As a part of the movie-fanatic diaspora that is often plagued by the issue of what really constitutes the big idea of biculturalism, I can unreservedly say that these moviemakers, being the ellipsis in this map-notion don’t seem to help a great deal, nor do the media, with their rather sly, shifting applications. Most movies made by these crossover filmmakers concentrate on a rather non-progressivist image of various sections of the Indian population, and more often than not, the people depicted in them are a confused NRI lot, some stinking-rich, while others, good old struggling-straggling middleclass. For instance, in “Bend it Like Beckham,” the gumption of an Indian girl and her family’s support to her in her Beckam-isque pursuits, that came by eventually, were depicted as an Indian tradition, which was only yet changing. In “Bride and Prejudice,” the ending was a compromised, happy, near-perfect union. But not before the radical, plebeian Indian heroine chastised a “gora” businessman, (before he saved her from big trouble, and consequently, wooed her), by telling him in her typical essentialist tone that brown-skinned women like her needn’t be looked down upon as mere second-rate images of Western gratifications. And then, there was “Mistress of Spices” - a movie based on Chitra Divakaruni’s novel, which basically brought out the slave in the Indian woman. Slave, of spices, the kitchen, and the general liability of homemakerly onuses, a long-standing mold, which even the most modern of divas haven’t been able to break out of. In essence, most of these “Hinglish” films continue to focus on and grapple with monotonous issues of “lineage,” “traditionalism,” and "identity crisis,” as was seen in a series of the diaspora films, like “American Desi,” “Green Card Fever,” “Flavors,” “American Chai,” which simply don’t cut it anymore. And it doesn’t help when the media focus on where these movies are being filmed, who fought whom on the sets, or whose fashion faux pas was caught on a random camera phone, rather than the issues that need to be addressed.

Occasionally, movies like “Black Friday,” or “Kabul Express” come along, but duly get lost in the glare of a non-monsoon, “desh ki sabse badi shaadi,” buildup, or the new-fangled hairdo of an actor at an award ceremony.
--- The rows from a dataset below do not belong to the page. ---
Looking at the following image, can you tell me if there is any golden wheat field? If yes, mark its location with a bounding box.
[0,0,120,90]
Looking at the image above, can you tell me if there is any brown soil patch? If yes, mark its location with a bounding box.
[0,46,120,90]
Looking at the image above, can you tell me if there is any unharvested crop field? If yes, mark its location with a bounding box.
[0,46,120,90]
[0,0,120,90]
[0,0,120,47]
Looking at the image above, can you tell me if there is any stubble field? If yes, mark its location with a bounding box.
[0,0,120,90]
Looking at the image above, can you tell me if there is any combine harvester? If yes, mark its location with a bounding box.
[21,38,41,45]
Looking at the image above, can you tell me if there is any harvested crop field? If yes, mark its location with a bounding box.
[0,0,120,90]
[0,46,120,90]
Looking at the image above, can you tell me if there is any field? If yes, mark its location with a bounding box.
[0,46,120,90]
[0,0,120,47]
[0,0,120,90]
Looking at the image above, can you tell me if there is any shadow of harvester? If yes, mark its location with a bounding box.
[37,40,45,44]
Further, when Madhur Bhandarkar comes up with a “Traffic Signal,” it gets disregarded because of a mainstream movie shot in the modish gridlocks of New York city, where extra-marital affairs (God forbid the Hindu fundamentalists get an inkling of that!) loom.
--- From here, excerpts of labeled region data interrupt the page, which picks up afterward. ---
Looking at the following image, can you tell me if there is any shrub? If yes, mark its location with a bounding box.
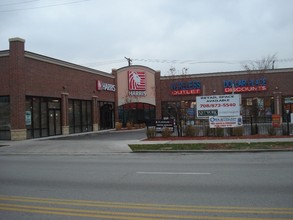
[215,128,224,137]
[126,122,133,130]
[268,127,277,136]
[184,125,196,137]
[146,128,156,138]
[115,122,122,130]
[162,127,172,138]
[232,127,243,136]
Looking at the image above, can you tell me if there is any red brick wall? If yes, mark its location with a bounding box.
[0,56,9,96]
[25,58,115,102]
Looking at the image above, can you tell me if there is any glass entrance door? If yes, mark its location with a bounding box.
[49,109,61,136]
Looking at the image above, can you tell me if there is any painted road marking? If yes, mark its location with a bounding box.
[0,195,293,220]
[136,172,211,175]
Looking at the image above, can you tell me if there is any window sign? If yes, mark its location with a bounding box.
[170,80,201,96]
[196,94,241,117]
[209,116,242,128]
[96,80,116,92]
[224,78,267,93]
[128,71,147,96]
[25,111,32,125]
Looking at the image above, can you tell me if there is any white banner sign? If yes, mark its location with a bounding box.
[196,94,241,117]
[209,116,242,128]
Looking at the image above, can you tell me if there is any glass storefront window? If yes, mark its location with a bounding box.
[68,99,93,134]
[118,102,156,127]
[0,96,10,140]
[25,96,61,139]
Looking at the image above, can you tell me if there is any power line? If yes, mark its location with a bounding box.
[133,58,293,65]
[0,0,40,7]
[0,0,90,12]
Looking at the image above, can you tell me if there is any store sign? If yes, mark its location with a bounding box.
[224,78,267,93]
[272,114,282,128]
[128,71,147,96]
[171,80,201,96]
[196,94,241,117]
[96,80,116,92]
[25,111,32,126]
[156,119,174,132]
[209,116,242,128]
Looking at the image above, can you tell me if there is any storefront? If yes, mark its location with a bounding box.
[0,38,116,140]
[112,66,160,126]
[0,38,293,140]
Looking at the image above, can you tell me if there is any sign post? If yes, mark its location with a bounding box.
[196,94,241,118]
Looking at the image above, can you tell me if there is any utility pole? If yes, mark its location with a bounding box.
[124,57,132,66]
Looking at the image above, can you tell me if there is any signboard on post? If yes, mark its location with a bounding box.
[196,94,241,118]
[156,119,174,132]
[209,116,242,128]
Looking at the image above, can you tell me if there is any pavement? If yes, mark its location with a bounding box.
[0,129,293,155]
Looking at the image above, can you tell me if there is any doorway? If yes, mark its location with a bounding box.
[49,109,61,136]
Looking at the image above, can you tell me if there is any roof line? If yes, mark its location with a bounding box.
[24,51,115,78]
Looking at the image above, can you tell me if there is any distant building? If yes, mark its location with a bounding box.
[0,38,293,140]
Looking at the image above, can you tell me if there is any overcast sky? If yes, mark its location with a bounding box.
[0,0,293,75]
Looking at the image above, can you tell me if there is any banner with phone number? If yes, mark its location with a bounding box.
[196,94,241,117]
So, amidst images of the pinked-hype surrounding the subject of homosexuality in “When Kiran Met Karen,” and repetitive snatches of a 30 second post-wedding footage of Abhishek Bachchan and Aishwarya Rai that define new heights in cosmopolitalism-lined, gossip-for-profit media culture, the true-blue NRI segment is left with no choice than to deflect from acute transnational issues that solicit their attention, and look out for a skimpily clad Rakhi Sawant being ousted on a substandard reality TV show, or wait tolerantly as the media scrape the bottom of the Richard-Gere-necks-Shilpa-Shetty stories barrel.